La Libertad Avanza apunta a un tratamiento exprés y confía en que tendrán los votos necesarios para la media sanción.

El Gobierno nacional apunta al tratamiento exprés de la (contra)reforma laboral que se debatirá el próximo miércoles 11 de febrero en el Senado. Algo parecido intentará el jueves 12 de febrero cuando el temario en Diputados incluya la Ley Penal Juvenil -que va por la baja de imputabilidad-.
Según los periodistas especializados en temas legislativos, la negociación no pasa por los puntos del texto que ataca los derechos de los trabajadores sino más bien por los recursos que esté dispuesto a destrabar el Ministerio de Economía a las provincias.
La Libertad Avanza (LLA) y sus aliados (PRO y UCR) se muestran confiados pero mantienen cautela, aunque estiman que si la Cámara Alta le da media sanción al proyecto, la (contra)reforma laboral tendrá un tratamiento rápido y poco debate en comisiones (Diputados).
La reducción del impuesto a las ganancias, punto que alteraría los ingresos provinciales por coparticipación es un ítem clave en la negociación explica en su nota Ambito.com.
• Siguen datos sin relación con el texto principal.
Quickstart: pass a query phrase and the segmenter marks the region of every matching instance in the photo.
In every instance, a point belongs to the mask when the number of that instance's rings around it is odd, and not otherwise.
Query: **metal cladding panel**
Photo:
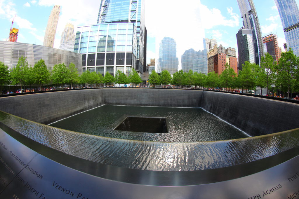
[[[75,64],[78,73],[82,74],[82,58],[78,53],[30,44],[0,41],[0,61],[9,68],[16,65],[22,56],[26,57],[30,66],[33,67],[41,59],[45,60],[50,72],[55,64],[64,63],[68,67],[71,62]]]

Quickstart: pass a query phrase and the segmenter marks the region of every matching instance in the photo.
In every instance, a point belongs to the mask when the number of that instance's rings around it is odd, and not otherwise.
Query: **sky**
[[[203,39],[216,39],[218,45],[234,48],[236,34],[242,26],[237,0],[145,0],[147,30],[147,63],[157,56],[164,37],[173,38],[180,60],[185,50],[203,48]],[[299,0],[295,0],[297,4]],[[61,5],[54,48],[59,46],[68,22],[76,27],[96,23],[100,0],[0,0],[0,40],[9,36],[11,21],[19,29],[18,42],[42,45],[48,19],[53,7]],[[229,3],[228,3],[229,2]],[[184,3],[185,2],[186,3]],[[254,0],[263,36],[277,34],[283,50],[282,25],[274,0]],[[157,6],[157,5],[159,6]]]

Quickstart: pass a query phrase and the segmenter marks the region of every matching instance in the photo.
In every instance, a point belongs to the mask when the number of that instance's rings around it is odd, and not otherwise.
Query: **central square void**
[[[168,133],[164,117],[128,116],[114,130],[144,133]]]

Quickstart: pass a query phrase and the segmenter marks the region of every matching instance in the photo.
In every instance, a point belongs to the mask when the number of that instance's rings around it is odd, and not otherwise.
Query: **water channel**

También se revelan dentro de esta rosca entre Nación y los diferentes gobiernos provinciales temas como el Fondo de Asistencia Laboral (FAL), las intermediaciones de los aportes a los gremios y el plazo de adecuación a los estatutos.
Los gobernadores necesitan recursos para mantener y administrar su vida política y la canilla del Gobierno nacional -a través de Toto Caputo- está más o menos abierta según los votos que se necesiten y la importancia de las leyes que se traten. Sin dudas la (contra)reforma es un proyecto muy pedido y apoyado por la elite empresarial argentina y extranjera y rechazado por el mundo del trabajo en general.
En la presentación del libro de 2019 “La Rosca Política” de la socióloga Mariana Gené, el profesor Asociado de Comunicación y Sociología de la Universidad Northwestern (Chicago), Claudio Benzecry, hace referencia a la película que retrata (o intenta) la vida de Abraham Lincoln dirigida por Steven Spilberg. En el film se muestran las negociaciones que dan paso a la abolición de la esclavitud en Estados Unidos, causa por la que el presidente republicano, a través de su aliado político Thaddeus Stevens -quien estaba a cargo de la caja desde donde se repartían recursos en la Cámara de Representantes- hizo acuerdos con los políticos de pequeños estados provinciales ofreciendo puestos en secretarías, subsidios a industrias locales y cargos en el gobierno.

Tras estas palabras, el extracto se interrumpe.